The Resolver¶
The resolver is AgentSpec's unique value. Given a .agent manifest, it auto-negotiates everything needed to actually run the agent.
What it does¶
.agent manifest
↓
1. Resolve inheritance chain (base → parent → child)
2. Detect available runtimes (shutil.which("claude"), etc.)
3. Match model preference list to runtime + auth
4. Map abstract skills → concrete tools
5. Resolve MCP tools
6. Build system prompt (from SOUL.md/traits/system_override + RULES.md)
↓
ResolvedPlan(runtime, model, tools, auth_source, system_prompt, ...)
Use it¶
from agentspec import load_agent, resolve
manifest = load_agent("researcher.agent")
plan = resolve(manifest, verbose=True)
print(plan.runtime) # claude-code
print(plan.model) # claude/claude-sonnet-4-6
print(plan.tools) # [bash, brave-mcp]
print(plan.decisions) # full trace of every decision
Step 1: Runtime detection¶
RUNTIME_BINARIES = {
"claude-code": "claude",
"gemini-cli": "gemini",
"cursor": "cursor",
"codex-cli": "codex",
"opencode": "opencode",
"aider": "aider",
"ollama": "ollama",
}
Each binary checked with shutil.which(). Plus environment variables: if OLLAMA_HOST is set, Ollama is considered available even without the binary (for Docker contexts).
Step 2: Model matching¶
The resolver walks model.preferred in order. For each model:
- Parse provider prefix (
claude/,gemini/,openai/,local/) - Look up which runtime serves that provider
- Check if the runtime is installed
- Check if the required API key is in env (or
local/for ollama) - First match wins
If no preferred model resolves, the fallback capability tier kicks in:
"reasoning-max": ["claude/claude-opus-4-6", "openai/o3", ...]

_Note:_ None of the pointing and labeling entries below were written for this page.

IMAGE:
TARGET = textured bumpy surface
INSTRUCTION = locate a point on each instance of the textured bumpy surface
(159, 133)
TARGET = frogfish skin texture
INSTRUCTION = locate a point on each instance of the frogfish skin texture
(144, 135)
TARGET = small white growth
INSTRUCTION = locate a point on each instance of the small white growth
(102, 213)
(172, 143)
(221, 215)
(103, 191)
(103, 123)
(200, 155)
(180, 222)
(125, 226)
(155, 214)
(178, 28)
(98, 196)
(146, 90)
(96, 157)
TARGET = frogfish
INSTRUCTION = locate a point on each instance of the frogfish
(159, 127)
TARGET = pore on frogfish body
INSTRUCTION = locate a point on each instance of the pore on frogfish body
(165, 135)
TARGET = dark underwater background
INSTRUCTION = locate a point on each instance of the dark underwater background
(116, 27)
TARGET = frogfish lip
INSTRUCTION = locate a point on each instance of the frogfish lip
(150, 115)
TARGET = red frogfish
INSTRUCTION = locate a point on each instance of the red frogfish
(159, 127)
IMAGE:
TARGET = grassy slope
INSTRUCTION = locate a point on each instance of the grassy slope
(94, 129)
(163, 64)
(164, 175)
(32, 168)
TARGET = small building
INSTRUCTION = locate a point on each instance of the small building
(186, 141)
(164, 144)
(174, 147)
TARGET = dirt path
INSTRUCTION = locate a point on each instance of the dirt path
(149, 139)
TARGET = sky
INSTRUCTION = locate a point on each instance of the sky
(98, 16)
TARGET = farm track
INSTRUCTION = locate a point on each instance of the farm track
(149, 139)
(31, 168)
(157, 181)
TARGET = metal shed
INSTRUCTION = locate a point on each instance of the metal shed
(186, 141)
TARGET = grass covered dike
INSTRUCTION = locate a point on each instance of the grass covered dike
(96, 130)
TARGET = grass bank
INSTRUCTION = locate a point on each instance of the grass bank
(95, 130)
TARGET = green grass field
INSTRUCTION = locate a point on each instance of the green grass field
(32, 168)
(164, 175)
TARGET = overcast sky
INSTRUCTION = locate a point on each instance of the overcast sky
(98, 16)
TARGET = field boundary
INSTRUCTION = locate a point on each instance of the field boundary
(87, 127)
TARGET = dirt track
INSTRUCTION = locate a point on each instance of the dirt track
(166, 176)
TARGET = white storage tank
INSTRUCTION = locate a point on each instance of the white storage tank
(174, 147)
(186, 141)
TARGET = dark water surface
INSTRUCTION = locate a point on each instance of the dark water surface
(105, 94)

"reasoning-high": ["claude/claude-sonnet-4-6", "openai/o3", ...]
"reasoning-mid": ["claude/claude-haiku-4-5", "openai/gpt-4o", ...]
"reasoning-low": ["local/llama3:8b", "local/mistral:7b"]
Step 3: Skill resolution¶
Abstract skills map to concrete tool candidates:
SKILL_MAP = {
"web-search": ["brave-mcp", "serper-mcp", "tavily-mcp"],
"code-execution": ["bash", "python-repl"],
"browser": ["playwright-mcp", "puppeteer-mcp"],
"git": ["git"],
"noether-compose": ["noether"],
# ... extensible
}
For each skill, the resolver picks the first candidate available. Skills with no available tool become missing_tools (warned, not failed).
Step 4: System prompt¶
Built in priority order:
SOUL.md(directory format) — used verbatim- Inline
behavior.persona+behavior.traits— traits expand to prompt fragments behavior.system_override— escape hatchRULES.md(directory format) — always appended
Trait → prompt mapping:
TRAIT_PROMPTS = {
"cite-everything": "Always cite sources with URLs or references.",
"flag-uncertainty": "Mark uncertain information with [UNCERTAIN].",
"never-guess": "If you don't know something, say so. Never fabricate.",
"noether-first": "Prefer Noether compositions over writing code from scratch.",
# ...
}
Verbose trace¶
Pass --verbose to see every decision:
Detected runtimes: [claude-code, gemini-cli, ollama]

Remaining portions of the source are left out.